After these discussions, we knew we needed a new approach, even if it meant challenging old assumptions. Although private sector-led growth is considered the foundation of developed economies, it has seldom if ever been included in our efforts to fight poverty or alleviate hunger. There is a deep wariness that private companies only profit at the expense of others. At the same time, governments anddevelopment organizations aren’tdesigned to be efficient partners with investors and entrepreneurs. Everyone has to adapt.
To tackle these barriers head on, we brought donors, private sector companies, and developing countries together in a New Alliance for Food Security and Nutrition that matches market-oriented reforms from African governments with commitments from the private sector in agriculture. Announced by President Obama at the G8 Summit last May, the New Alliance will lift 50 million people out of poverty in Africa within 10 years.
I recently returned from Tanzania, where I saw the results of these efforts firsthand.
Through Feed the Future programs, rice yields have increased by over 50 percent and horticulture yields by 44 percent—early progress that has been reflected globally. This past year, we helped more than 7 million farmers around the world apply new technologies and practices, four times the number we reached the previous year.

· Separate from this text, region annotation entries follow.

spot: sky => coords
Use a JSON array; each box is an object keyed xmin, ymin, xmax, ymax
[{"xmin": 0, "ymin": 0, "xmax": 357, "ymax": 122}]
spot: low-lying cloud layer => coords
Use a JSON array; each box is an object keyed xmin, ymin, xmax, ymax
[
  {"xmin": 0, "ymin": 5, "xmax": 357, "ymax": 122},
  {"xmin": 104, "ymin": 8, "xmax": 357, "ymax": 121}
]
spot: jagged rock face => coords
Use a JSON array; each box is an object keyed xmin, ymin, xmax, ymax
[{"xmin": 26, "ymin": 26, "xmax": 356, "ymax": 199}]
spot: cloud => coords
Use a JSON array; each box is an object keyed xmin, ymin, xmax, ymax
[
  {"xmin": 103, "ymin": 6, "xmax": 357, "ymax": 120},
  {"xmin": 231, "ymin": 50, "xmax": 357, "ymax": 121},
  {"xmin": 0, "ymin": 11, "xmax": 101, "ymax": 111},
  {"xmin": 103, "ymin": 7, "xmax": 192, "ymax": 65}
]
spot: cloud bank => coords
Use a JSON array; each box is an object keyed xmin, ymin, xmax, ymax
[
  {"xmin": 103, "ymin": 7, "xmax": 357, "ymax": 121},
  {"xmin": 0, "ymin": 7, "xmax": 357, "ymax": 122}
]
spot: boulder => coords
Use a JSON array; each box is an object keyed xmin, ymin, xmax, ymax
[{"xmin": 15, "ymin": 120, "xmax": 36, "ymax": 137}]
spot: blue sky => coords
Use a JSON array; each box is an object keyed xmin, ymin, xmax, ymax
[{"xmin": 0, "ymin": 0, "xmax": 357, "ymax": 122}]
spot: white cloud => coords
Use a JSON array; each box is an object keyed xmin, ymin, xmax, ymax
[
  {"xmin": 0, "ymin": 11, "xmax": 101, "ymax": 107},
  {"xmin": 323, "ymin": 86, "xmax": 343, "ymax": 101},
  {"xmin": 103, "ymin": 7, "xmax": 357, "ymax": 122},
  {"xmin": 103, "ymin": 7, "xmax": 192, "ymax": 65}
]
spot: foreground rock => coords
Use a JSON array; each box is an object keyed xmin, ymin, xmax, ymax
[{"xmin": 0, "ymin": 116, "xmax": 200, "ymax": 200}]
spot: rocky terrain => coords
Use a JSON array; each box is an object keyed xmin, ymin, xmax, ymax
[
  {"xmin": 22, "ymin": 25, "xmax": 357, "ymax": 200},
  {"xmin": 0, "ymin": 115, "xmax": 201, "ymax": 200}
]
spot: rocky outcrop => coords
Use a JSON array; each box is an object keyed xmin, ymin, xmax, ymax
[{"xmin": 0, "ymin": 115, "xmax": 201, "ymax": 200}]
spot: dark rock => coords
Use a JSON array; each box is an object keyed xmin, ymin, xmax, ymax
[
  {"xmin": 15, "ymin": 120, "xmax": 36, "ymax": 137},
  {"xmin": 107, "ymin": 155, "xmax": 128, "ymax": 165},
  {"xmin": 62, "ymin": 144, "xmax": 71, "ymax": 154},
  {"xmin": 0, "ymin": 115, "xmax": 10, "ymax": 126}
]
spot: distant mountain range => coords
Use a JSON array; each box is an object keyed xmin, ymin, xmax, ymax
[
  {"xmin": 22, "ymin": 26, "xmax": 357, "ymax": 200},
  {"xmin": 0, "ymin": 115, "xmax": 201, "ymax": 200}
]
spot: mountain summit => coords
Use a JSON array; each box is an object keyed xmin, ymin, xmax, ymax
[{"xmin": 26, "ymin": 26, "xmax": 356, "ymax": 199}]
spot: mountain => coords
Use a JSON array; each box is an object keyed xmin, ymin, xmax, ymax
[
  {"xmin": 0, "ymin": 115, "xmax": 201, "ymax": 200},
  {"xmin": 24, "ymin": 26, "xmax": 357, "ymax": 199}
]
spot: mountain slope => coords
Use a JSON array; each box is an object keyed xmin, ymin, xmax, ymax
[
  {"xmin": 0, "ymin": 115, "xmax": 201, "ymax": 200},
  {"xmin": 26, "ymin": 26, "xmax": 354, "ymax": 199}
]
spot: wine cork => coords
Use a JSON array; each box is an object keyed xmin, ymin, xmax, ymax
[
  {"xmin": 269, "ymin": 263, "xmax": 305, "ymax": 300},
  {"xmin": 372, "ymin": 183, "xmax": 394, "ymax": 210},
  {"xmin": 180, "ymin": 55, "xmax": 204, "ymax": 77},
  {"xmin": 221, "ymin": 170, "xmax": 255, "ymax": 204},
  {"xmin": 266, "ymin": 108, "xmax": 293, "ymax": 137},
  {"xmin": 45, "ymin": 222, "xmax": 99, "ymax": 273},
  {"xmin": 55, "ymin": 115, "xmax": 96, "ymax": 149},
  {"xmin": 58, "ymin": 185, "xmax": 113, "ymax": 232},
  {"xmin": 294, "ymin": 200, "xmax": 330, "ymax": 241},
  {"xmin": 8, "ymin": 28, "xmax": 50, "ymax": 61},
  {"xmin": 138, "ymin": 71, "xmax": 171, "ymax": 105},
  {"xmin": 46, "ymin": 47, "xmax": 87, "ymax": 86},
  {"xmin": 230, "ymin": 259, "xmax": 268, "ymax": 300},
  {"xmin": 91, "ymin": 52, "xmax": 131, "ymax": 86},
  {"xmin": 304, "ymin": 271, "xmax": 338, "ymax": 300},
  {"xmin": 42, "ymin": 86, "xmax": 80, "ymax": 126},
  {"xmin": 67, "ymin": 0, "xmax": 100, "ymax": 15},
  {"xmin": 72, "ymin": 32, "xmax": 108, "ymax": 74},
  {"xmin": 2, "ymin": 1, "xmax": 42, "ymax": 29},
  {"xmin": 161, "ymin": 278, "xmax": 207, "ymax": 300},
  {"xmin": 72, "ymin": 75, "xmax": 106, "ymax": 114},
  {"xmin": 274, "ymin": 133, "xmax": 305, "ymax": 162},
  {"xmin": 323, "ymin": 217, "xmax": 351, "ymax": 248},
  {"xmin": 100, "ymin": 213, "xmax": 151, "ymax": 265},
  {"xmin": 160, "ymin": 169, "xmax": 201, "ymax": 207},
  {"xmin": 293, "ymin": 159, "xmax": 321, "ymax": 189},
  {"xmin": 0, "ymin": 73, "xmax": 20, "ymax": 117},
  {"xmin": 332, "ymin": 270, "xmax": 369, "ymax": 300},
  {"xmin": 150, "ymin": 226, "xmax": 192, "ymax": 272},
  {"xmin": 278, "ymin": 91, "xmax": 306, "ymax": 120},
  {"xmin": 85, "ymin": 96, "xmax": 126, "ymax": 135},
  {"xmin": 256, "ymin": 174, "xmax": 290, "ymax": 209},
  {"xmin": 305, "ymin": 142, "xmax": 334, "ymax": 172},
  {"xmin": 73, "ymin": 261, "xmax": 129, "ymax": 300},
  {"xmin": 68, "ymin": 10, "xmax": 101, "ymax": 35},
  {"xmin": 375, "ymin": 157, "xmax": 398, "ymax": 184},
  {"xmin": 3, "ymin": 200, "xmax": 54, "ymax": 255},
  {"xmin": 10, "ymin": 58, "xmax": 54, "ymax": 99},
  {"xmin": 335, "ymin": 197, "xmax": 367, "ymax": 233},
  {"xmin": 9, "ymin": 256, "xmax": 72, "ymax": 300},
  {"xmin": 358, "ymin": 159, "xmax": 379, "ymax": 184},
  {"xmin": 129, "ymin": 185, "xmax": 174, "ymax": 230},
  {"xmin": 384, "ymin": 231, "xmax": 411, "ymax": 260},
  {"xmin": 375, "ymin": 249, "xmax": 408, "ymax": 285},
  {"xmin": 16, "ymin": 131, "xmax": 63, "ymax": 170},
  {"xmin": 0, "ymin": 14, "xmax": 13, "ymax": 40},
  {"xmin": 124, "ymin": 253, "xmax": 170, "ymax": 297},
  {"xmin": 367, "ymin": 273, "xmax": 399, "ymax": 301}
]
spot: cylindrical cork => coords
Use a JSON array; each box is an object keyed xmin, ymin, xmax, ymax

The Government of Tanzania has removed its export ban on staple commodities and liberalized seed laws. At the same time, Yara International has started construction on a fertilizer terminal at the nation’s largest port, and a local company called Tanseed is developing a seed package designed specifically for smallholder farmers. So far, more than 70 companies—half of them local African firms—have committed $3.75 billion towards African agriculture through the New Alliance.
These efforts are complemented by a set of public-private partnership tools—including our expanded Development Credit Authority—that allow us to put local wealth to work. We have deployed our first-ever cadre of field investment officers—Foreign Service Officers with experience in finance and banking—to reach out to the private sector at all levels, from local women’s cooperatives to Fortune 500 companies.
We’re encouraged by early results, but we know we face real challenges ahead, including helping our partner governments follow through on reforms and deepening our engagement with civil society. But in a world where investment flows vastly outpace official assistance, nations will only achieve development in partnership with a vibrant and transparent private sector. Through the New Alliance, we can empower government and business leaders to chart this new path in development.